Attached is a schematic for the ignition of a gas burner that I designed and put in service about 6 or 8 years ago. It is still working. Here is how it works:
U1A creates a pulse every two seconds that triggers the spark.
U1B creates an 8 milli-second dwell time in the coil. This works with the coil's inherent inductance and resistance to build the current in the coil. It is a cylindrical spark coil out of an old Ford. Circa 1960 or 1970. Typical junk box coil. Primary 1.5 ohms, 0.0060 Henries, Secondary 7500 Ohms 12 Henries Turns ratio 96/1
D3 is real important and real critical. Let me try to explain what goes on. The spark coil is a 100/1 turns ratio I think. A typical spark plug will jump at about 8 Kv in air at atmospheric pressure, this will reflect about 80 volts onto the FET from the flyback of the secondary reflected in the primary. Now think how the secondary rises with no plug. The coil will go above 30,000 volts to (theoretically infinity).
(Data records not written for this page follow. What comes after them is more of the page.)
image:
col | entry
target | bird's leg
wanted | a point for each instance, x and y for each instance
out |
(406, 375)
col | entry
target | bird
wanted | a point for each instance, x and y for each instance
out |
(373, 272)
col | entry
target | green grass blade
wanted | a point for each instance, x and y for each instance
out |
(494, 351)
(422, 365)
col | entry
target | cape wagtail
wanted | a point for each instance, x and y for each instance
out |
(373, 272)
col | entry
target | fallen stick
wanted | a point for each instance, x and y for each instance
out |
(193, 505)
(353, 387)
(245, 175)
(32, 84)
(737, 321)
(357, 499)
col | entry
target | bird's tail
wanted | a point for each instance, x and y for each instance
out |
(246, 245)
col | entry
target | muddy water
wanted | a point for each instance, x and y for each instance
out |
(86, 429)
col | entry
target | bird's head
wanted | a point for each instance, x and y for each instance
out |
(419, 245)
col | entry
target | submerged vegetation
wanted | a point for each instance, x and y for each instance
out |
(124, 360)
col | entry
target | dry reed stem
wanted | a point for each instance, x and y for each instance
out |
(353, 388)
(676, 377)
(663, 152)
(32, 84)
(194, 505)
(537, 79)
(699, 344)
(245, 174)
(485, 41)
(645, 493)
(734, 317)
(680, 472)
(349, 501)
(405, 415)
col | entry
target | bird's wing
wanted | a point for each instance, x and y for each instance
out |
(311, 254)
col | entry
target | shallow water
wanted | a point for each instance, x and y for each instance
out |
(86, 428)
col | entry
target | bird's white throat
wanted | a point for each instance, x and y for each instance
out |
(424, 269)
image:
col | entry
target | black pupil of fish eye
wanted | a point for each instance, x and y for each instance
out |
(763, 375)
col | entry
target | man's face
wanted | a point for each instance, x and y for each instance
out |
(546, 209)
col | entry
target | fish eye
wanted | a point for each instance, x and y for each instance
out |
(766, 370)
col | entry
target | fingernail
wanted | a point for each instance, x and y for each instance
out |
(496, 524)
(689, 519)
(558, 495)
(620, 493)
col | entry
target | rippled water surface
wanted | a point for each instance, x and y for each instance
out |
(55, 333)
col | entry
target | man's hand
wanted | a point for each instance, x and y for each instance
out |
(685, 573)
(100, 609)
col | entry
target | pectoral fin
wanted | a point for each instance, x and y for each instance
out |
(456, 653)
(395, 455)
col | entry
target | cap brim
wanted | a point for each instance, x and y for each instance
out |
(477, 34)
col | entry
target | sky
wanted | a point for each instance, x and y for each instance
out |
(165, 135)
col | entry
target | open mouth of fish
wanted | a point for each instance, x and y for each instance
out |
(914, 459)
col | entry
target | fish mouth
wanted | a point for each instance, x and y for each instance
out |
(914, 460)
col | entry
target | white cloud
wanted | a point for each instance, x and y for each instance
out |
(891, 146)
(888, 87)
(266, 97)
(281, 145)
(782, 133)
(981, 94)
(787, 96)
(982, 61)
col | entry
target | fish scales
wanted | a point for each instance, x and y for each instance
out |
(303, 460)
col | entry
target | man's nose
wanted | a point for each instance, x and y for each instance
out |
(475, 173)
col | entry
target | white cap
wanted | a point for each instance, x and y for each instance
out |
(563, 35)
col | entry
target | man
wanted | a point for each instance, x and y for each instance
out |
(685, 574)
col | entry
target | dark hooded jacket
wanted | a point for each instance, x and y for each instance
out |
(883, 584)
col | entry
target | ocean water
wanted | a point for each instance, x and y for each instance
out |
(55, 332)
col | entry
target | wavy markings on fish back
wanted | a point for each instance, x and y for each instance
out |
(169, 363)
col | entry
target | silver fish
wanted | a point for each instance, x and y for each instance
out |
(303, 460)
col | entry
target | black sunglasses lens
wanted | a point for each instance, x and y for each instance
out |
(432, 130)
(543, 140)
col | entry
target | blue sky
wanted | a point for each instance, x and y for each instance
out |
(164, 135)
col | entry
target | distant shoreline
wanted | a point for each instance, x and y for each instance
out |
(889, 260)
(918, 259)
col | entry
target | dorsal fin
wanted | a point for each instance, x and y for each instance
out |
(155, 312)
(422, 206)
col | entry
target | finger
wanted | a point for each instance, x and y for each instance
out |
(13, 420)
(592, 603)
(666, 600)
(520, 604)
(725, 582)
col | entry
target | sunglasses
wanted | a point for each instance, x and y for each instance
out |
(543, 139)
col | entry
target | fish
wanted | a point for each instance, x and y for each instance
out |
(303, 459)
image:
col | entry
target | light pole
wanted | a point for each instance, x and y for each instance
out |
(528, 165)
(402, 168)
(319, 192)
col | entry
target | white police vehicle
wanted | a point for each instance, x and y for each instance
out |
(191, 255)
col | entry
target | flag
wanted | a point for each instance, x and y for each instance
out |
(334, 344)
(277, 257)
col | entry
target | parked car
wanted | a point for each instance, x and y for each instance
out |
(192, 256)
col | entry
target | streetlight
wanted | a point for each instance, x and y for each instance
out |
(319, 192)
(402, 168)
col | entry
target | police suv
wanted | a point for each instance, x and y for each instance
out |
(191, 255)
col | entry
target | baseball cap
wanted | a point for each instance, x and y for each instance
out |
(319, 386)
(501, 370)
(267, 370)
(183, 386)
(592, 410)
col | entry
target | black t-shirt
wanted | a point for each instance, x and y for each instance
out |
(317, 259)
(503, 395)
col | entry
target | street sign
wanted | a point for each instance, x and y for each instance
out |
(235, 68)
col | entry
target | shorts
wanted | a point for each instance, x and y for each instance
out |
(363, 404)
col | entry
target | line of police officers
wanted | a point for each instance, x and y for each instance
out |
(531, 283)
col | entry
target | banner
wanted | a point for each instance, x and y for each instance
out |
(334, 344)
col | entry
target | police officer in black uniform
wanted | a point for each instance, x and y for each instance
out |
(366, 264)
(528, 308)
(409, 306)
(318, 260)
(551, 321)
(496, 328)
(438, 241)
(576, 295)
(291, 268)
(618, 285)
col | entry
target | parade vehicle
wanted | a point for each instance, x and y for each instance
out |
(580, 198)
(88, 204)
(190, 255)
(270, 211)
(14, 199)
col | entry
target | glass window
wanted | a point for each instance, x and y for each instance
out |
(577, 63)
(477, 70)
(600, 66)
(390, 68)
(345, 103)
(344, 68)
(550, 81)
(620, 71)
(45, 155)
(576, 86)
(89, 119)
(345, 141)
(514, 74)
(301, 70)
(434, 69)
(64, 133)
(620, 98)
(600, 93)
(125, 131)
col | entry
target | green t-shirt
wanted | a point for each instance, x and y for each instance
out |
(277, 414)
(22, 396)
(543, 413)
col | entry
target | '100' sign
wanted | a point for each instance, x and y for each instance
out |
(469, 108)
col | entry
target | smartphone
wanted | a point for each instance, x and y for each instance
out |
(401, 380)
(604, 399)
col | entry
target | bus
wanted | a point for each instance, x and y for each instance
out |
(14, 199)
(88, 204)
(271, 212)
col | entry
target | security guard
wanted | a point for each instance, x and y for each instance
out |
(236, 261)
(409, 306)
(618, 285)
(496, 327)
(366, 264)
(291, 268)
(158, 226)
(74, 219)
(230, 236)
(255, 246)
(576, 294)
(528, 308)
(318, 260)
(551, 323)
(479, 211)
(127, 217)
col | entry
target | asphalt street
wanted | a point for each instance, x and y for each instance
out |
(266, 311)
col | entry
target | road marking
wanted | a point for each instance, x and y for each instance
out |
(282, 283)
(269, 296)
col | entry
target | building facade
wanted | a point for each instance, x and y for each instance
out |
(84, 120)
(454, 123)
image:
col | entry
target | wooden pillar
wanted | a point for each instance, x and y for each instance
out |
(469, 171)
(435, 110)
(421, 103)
At 40 Kv it is reflecting 400 volts back onto the FET. For a pulse detonation engine ignition system I designed, I used IGBT's with about a 390 volt breakdown diode (TVS) to save the IGBT.
What D3 does is when the seconday is open, and the voltage goes to the heavens, at about 200 volts it breaks down, and starts to turn the FET back on to control the run away flyback. It saves the FET. Without the secondary "constrained" with a reasonable spark gap you will blow the FET. This is why "certain" older cars would blow the ignition module when the carbon wires got old and bad. The secondary voltage went to the heavens, they overstressed the transistor/FET/IGBT and blew it. Detroit learned, and now there are some nice IGBT's with the breakdown diode incorporated in the design like the MGP15N40CL (which is the part I used in the Pulse Detonation Engine Ignition System.) I might make R7 a little bigger if I were hitting the over voltage clamp all the time.